The MLS chose Washington not out of nostalgia but because the league has a habit of rewarding cities that build soccer stadiums. This year’s game will be held in St. Paul, Minnesota, where Allianz Field opened in 2019, and last year’s game was held in Los Angeles, home of Banc of California Stadium, which debuted in 2018.
Thursday’s ceremony brought out some of the biggest names in United – and MLS – history. Seated in the front row were Jaime Moreno, Alecko Eskandarian, Ryan Nelsen and Ben Olsen, members of United’s last MLS Cup championship squad in 2004.
“Give us six weeks to get ready and we’ll be out there in uniform,” Eskandarian said, causing his former teammates to laugh.
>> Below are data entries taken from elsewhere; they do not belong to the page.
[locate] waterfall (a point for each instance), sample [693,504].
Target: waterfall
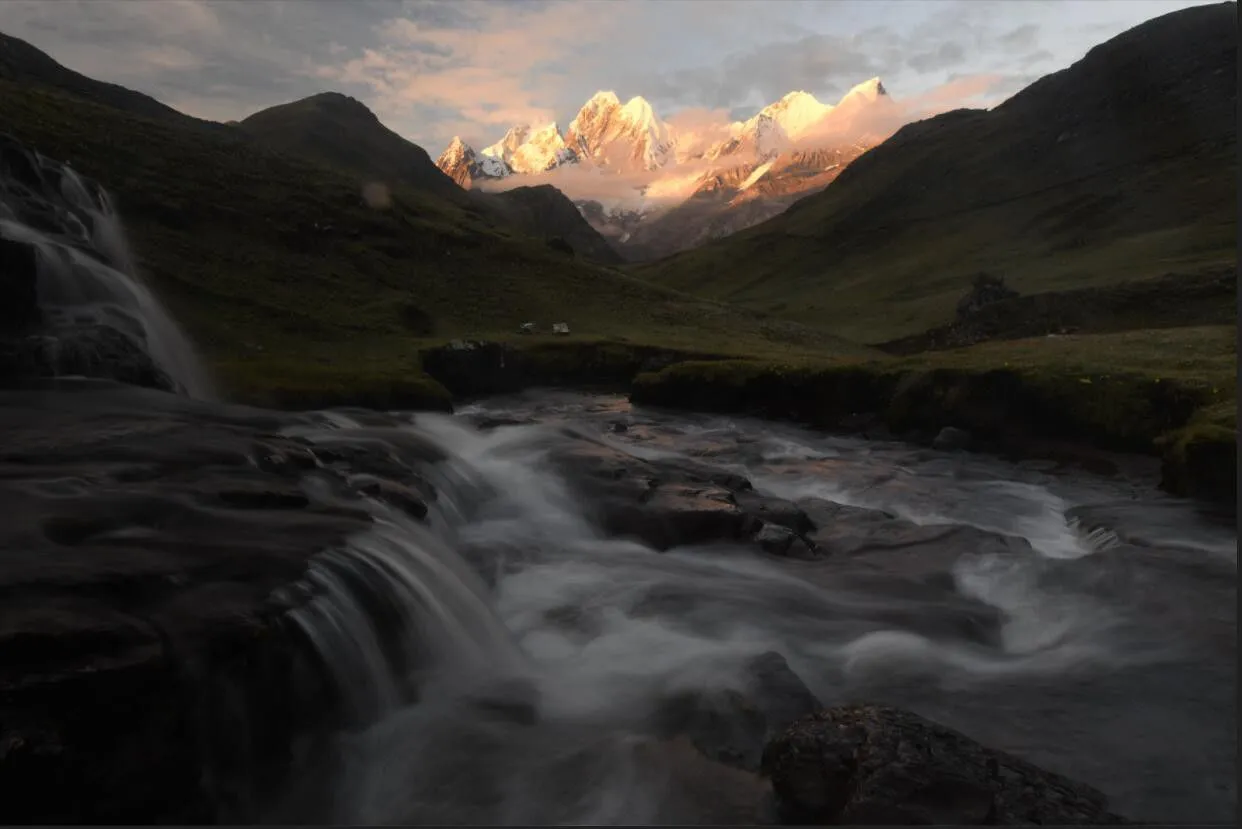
[91,308]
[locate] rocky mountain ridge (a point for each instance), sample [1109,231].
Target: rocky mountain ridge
[789,148]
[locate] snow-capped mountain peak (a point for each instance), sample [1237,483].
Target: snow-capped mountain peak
[542,151]
[630,137]
[620,137]
[870,91]
[794,114]
[504,148]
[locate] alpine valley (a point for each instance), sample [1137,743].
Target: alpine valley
[653,187]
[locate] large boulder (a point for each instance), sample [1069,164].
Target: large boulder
[673,502]
[872,764]
[985,290]
[733,725]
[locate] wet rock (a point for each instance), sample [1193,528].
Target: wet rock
[681,515]
[665,505]
[871,764]
[19,291]
[732,726]
[775,540]
[775,511]
[881,537]
[390,492]
[513,700]
[950,439]
[784,542]
[488,421]
[263,497]
[285,458]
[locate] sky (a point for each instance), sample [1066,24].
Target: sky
[437,68]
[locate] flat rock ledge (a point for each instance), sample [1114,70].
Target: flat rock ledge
[871,764]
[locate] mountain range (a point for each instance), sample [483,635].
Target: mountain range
[1120,167]
[670,188]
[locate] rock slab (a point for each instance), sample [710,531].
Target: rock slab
[872,764]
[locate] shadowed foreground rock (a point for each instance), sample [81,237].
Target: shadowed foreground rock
[872,764]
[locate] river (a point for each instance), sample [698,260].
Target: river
[1112,658]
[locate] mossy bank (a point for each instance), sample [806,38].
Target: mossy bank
[1169,393]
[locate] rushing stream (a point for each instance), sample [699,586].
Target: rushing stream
[504,656]
[1113,660]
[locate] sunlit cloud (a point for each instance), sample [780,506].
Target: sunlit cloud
[475,67]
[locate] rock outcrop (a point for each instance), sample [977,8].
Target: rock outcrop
[871,764]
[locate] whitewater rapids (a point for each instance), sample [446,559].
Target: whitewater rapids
[1113,660]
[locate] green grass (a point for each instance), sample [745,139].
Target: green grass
[1134,390]
[225,231]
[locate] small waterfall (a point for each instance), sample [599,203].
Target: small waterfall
[87,288]
[399,600]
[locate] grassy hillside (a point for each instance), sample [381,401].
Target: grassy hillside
[1120,167]
[281,270]
[342,133]
[1170,392]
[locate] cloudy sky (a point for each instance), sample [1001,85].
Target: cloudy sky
[434,68]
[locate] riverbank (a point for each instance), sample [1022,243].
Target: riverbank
[1168,393]
[1160,393]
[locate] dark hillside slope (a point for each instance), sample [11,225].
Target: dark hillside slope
[339,132]
[285,274]
[545,213]
[1120,167]
[22,64]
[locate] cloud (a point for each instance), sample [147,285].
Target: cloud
[1021,39]
[822,65]
[671,185]
[948,54]
[432,68]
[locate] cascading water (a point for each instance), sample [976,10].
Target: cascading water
[532,700]
[86,283]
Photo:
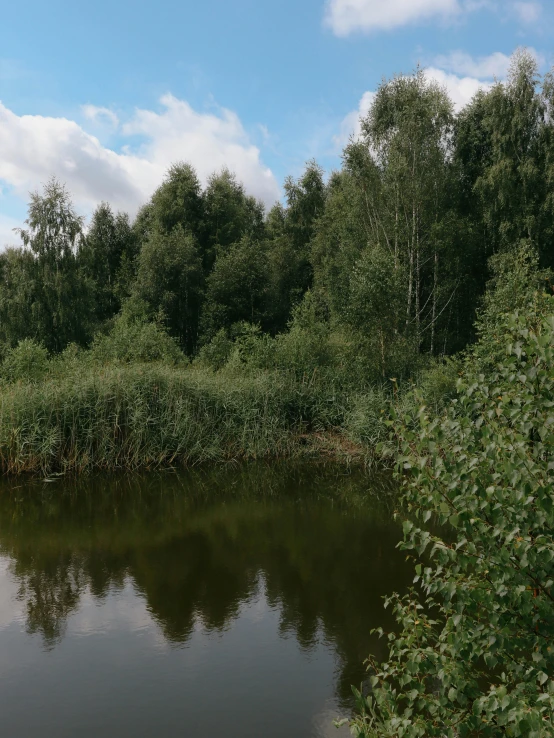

He and Olsen, the former DC midfielder and head coach, said they would like to see a Legends game as part of the All-Star celebrations. Eskandarian, senior director of player relations and player development at MLS, said he’s pushing for it. Such a match would accompany a skill contest and community events surrounding the match.
Moreno, who was inducted into the National Soccer Hall of Fame last year, said it had been so long since an All-Star Game or MLS Cup had been played in Washington: “I completely forgot we did it [the all-stars] here” in 2002 and 2004. “It’s great for the fans. That means a lot for the city. So it’s about time.”
Moreno said such events are important in raising interest in football beyond the weekly routine of men’s and women’s professional leagues. While the Washington Spirit won the NWSL trophy last season, United have not won a playoff game since 2015 and this season they are tied on points among the 28 MLS teams.
“We’re big in football here,” said Moreno, who is originally from Bolivia and settled in northern Virginia. “DC United is not doing very well but the fans still love the game. They believe in the team and they believe in the sport.”
Garber said the league is keen to highlight the 1996 MLS roots of Audi Field and Washington.
“DC United was really the first national MLS brand where, because of the early success, you didn’t have to live in this city to be a DC United fan,” said Garber. “It really was the epicenter of soccer in America, especially in the early days of Major League Soccer.”